2011 – An Extraordinarily Good Friday
Author: Berry Bros. & Rudd
This morning we spent our last day of Bordeaux 2011 En Primeur week with a 9am start at Ch. la Mission Haut-Brion, tasting both the Grand Vin and La Mission itself. We’d spent the journey from Margaux to Graves preparing ourselves for the final First Growth and discussing that there have been three or four wines that we are really impressed with this week – and that rival some of the Firsts in terms of quality. Ch. Haut-Brion’s viticultural history can be traced back further than its Médoc First Growth counterparts and the wine this year was notably fragrant on the nose and suitably fresh. Interestingly, we also felt La Mission’s deep black cherry and cassis aromas were all nicely balanced and the nose particularly charming. It is certainly one to consider. Haut-Brion found that the Cabernet Sauvignon suffered with the heat and drought in spring which necessitated strict selection in the vineyard and the crop was further reduced by the optical sorting machine which removed an extra 5% of the volume. The properties new wine, Quintus, was well thought of too and as the winemakers start to learn about this different terroir just 20% of the yield was included in the first blend.
The penultimate property we took in on our trip was the wonderful Domaine de Chevalier, who are one of the few properties in Graves to produce both reds and whites – even if reds do account for 80% of the production. The 2011 red Grand Vin is simply oustanding, glorious silky tannins, seductive, silky and a razor-like precision. Really seductive, beautiful Claret and without question one of the wines of the week, a feat we would also bestow on the marvellous wines of Ch. Haut-Bailly. Veronique Sanders has managed to create something special again this year, the wines remain true to their hallmark of smooth, silkiness but this example displays a lovely fragrant nose, generous wealth of fruit, focus, concentration and exceptional tannins too. This 2011 promises to be a wine to rival all the ‘Super Seconds’ and a couple of the First Growths too. La Parde de Haut-Bailly was really singing as well, with an abundance of generous juicy fruit and richness.
A perennial underachiever, Ch. Smith Haut Lafitte has been transformed in recent times with significant investment in the winery and specialist consultants overhauling practices. The results have been very positive and their 2011 rouge is aromatic with soft tannins and ripe fruit. Their production is down this year to at approximately 100,000 bottles compared to 120,000 last year, which as usual with this vintage is a result of a smaller drop and careful selections. The blanc is generously fresh, backed up by a good weight of fruit.

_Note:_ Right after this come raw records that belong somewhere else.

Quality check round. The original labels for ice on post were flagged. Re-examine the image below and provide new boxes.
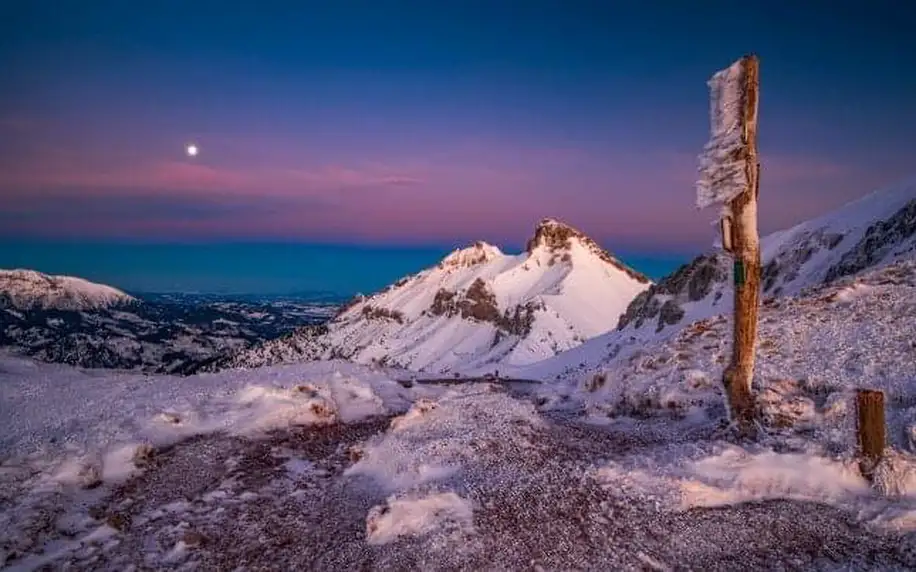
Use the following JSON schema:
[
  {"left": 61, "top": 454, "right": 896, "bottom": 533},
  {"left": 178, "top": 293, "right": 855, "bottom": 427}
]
[{"left": 697, "top": 60, "right": 748, "bottom": 209}]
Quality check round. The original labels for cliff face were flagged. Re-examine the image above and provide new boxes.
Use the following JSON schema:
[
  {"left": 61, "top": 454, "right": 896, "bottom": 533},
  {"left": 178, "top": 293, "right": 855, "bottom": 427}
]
[{"left": 222, "top": 219, "right": 650, "bottom": 372}]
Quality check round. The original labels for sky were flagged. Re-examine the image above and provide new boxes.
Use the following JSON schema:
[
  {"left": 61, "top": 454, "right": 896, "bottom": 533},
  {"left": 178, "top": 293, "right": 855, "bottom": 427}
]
[{"left": 0, "top": 0, "right": 916, "bottom": 290}]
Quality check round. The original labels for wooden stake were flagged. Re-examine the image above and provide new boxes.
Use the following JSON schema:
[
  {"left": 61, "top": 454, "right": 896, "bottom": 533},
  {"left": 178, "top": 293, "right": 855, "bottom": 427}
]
[
  {"left": 856, "top": 389, "right": 886, "bottom": 480},
  {"left": 723, "top": 55, "right": 760, "bottom": 436}
]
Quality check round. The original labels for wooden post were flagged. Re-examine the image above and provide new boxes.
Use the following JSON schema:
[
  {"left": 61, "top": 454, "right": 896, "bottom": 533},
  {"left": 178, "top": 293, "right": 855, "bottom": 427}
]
[
  {"left": 856, "top": 389, "right": 886, "bottom": 480},
  {"left": 723, "top": 56, "right": 760, "bottom": 436},
  {"left": 697, "top": 55, "right": 761, "bottom": 436}
]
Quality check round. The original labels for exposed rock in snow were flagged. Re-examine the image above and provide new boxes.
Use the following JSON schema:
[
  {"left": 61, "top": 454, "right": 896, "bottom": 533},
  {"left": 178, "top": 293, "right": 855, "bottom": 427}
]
[
  {"left": 227, "top": 219, "right": 651, "bottom": 372},
  {"left": 618, "top": 177, "right": 916, "bottom": 339},
  {"left": 0, "top": 269, "right": 135, "bottom": 310}
]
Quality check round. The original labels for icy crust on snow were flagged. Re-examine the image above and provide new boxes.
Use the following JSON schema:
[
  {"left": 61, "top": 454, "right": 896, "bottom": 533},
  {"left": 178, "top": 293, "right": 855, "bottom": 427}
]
[
  {"left": 0, "top": 356, "right": 431, "bottom": 485},
  {"left": 0, "top": 269, "right": 135, "bottom": 310},
  {"left": 541, "top": 260, "right": 916, "bottom": 530},
  {"left": 231, "top": 219, "right": 650, "bottom": 373}
]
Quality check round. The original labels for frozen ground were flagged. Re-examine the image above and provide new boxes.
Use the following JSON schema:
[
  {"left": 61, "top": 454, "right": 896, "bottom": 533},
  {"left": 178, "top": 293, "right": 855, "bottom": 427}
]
[{"left": 0, "top": 262, "right": 916, "bottom": 570}]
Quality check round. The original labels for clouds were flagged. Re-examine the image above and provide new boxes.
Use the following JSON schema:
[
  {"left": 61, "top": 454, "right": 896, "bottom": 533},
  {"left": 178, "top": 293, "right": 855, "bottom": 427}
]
[{"left": 0, "top": 114, "right": 900, "bottom": 250}]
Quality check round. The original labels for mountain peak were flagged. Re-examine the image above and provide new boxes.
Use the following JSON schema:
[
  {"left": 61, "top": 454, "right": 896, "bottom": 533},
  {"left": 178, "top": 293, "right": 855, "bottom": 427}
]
[
  {"left": 0, "top": 268, "right": 134, "bottom": 310},
  {"left": 439, "top": 240, "right": 502, "bottom": 268},
  {"left": 525, "top": 217, "right": 651, "bottom": 284}
]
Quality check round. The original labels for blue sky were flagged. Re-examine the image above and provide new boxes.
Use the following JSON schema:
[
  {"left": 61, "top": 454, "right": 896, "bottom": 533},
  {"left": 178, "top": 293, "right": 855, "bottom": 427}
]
[{"left": 0, "top": 0, "right": 916, "bottom": 289}]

2011 Bordeaux is not necessarily going to be an easy vintage to comprehend. There are many beautiful wines, but clearly there isn’t the overall level of excellence found in the recent 2009s and 2010s. Those who have taken great care in their grape selection and prudently tended their vines have achieved great success and these are the wines that we would most like to recommend to our customers, with the usual caveat – so long as the price is right. Pleasingly, the feedback we have received from the vignerons suggests the campaign will be customer focussed, quick to get started and fairly priced.
We fly back to the UK this afternoon and we will take time to reflect on the wines we have tasted while the teams who look after our private clients from the UK, Hong Kong and Japan also head to the South West over the next couple of weeks. Once all of the opinions are collected, we will release our vintage report, individual tasting notes and details of which wine we intend to recommend as well as ‘Best Buy’ categories before the first wines are released.